The key here is why fetch “should almost never be used”. The documentation says that fetch will get all the results, therefore having to keep all of them in memory at the same time. If the data you get is big, you will need lots of memory.

You say you can wrap run inside list. Sure, you can do that, but you will hit exactly the same problem—list will force all the elements into memory. So, this solution is actually discouraged on the same basis as using fetch.

Now, you could say: so what should I do? The answer is: in most cases you can deal with elements of your data one by one, without keeping them all in memory at the same time. For example, if all you need is to put the result data into a django template, and you know that it will be used at most once in your template, then the django template will happily take any iterator—so you can pass the run call result directly without wrapping it into list.

Similarly, if you need to do some processing, for example go over the results to find the element with the highest price or ranking, or whatever, you can just iterate over the result of run.

But if your usage requires having all the elements in memory (e.g.: your django template uses the data from the query several times), then you have a case where fetch or list(run(…)) actually has sense.

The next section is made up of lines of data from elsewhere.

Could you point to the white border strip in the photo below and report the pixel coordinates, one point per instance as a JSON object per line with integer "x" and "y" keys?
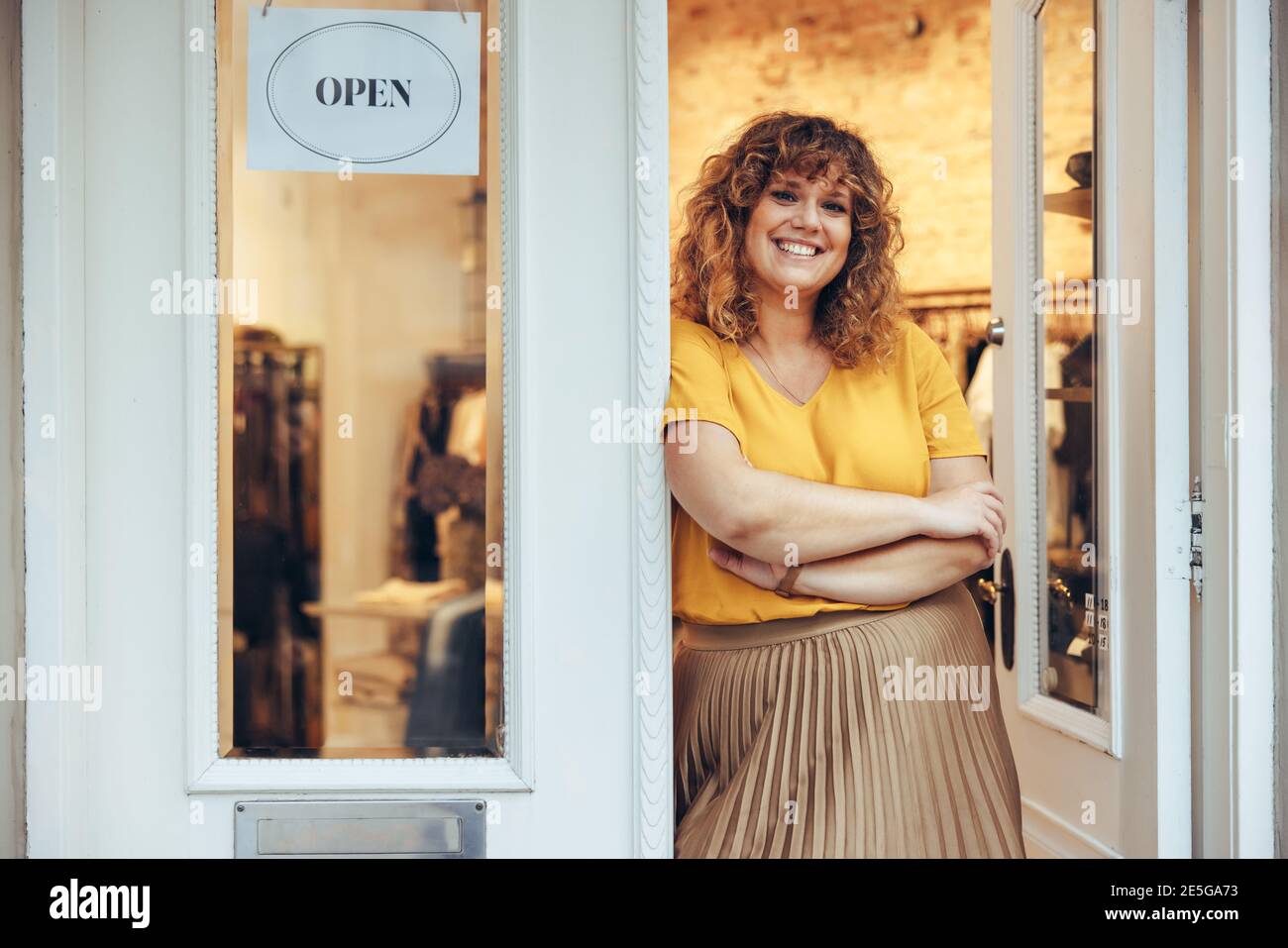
{"x": 53, "y": 313}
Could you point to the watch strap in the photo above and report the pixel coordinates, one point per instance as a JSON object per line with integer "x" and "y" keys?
{"x": 785, "y": 584}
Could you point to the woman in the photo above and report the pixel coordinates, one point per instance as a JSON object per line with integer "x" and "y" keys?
{"x": 832, "y": 682}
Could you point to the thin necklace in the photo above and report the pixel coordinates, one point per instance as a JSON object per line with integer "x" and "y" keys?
{"x": 795, "y": 398}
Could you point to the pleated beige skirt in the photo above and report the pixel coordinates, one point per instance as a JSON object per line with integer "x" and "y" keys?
{"x": 844, "y": 734}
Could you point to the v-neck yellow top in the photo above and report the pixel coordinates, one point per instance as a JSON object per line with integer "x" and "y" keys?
{"x": 862, "y": 428}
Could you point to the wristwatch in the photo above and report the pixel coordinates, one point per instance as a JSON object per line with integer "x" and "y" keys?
{"x": 785, "y": 584}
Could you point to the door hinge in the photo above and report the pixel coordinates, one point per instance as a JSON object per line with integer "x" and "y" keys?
{"x": 1197, "y": 537}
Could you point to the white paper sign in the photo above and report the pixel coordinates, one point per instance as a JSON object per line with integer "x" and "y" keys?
{"x": 391, "y": 91}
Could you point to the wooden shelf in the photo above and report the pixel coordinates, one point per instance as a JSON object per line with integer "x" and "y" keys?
{"x": 1076, "y": 204}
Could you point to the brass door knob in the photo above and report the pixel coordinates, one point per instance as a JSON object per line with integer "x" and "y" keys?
{"x": 990, "y": 590}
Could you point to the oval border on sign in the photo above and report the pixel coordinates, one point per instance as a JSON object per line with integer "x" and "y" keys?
{"x": 277, "y": 62}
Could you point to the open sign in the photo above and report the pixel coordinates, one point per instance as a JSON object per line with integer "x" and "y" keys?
{"x": 390, "y": 91}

In the end—this is just the typical trade-off: if you need for your application to apply an algorithm which requires all the data in memory, you need to pay for it by using up memory. So, you can either redesign your algorithms and usage to work with an iterator, or use fetch and pay for it by longer processing times and higher memory usage. Google of course encourages you to do the first thing. And this is what “should almost never be used” actually means.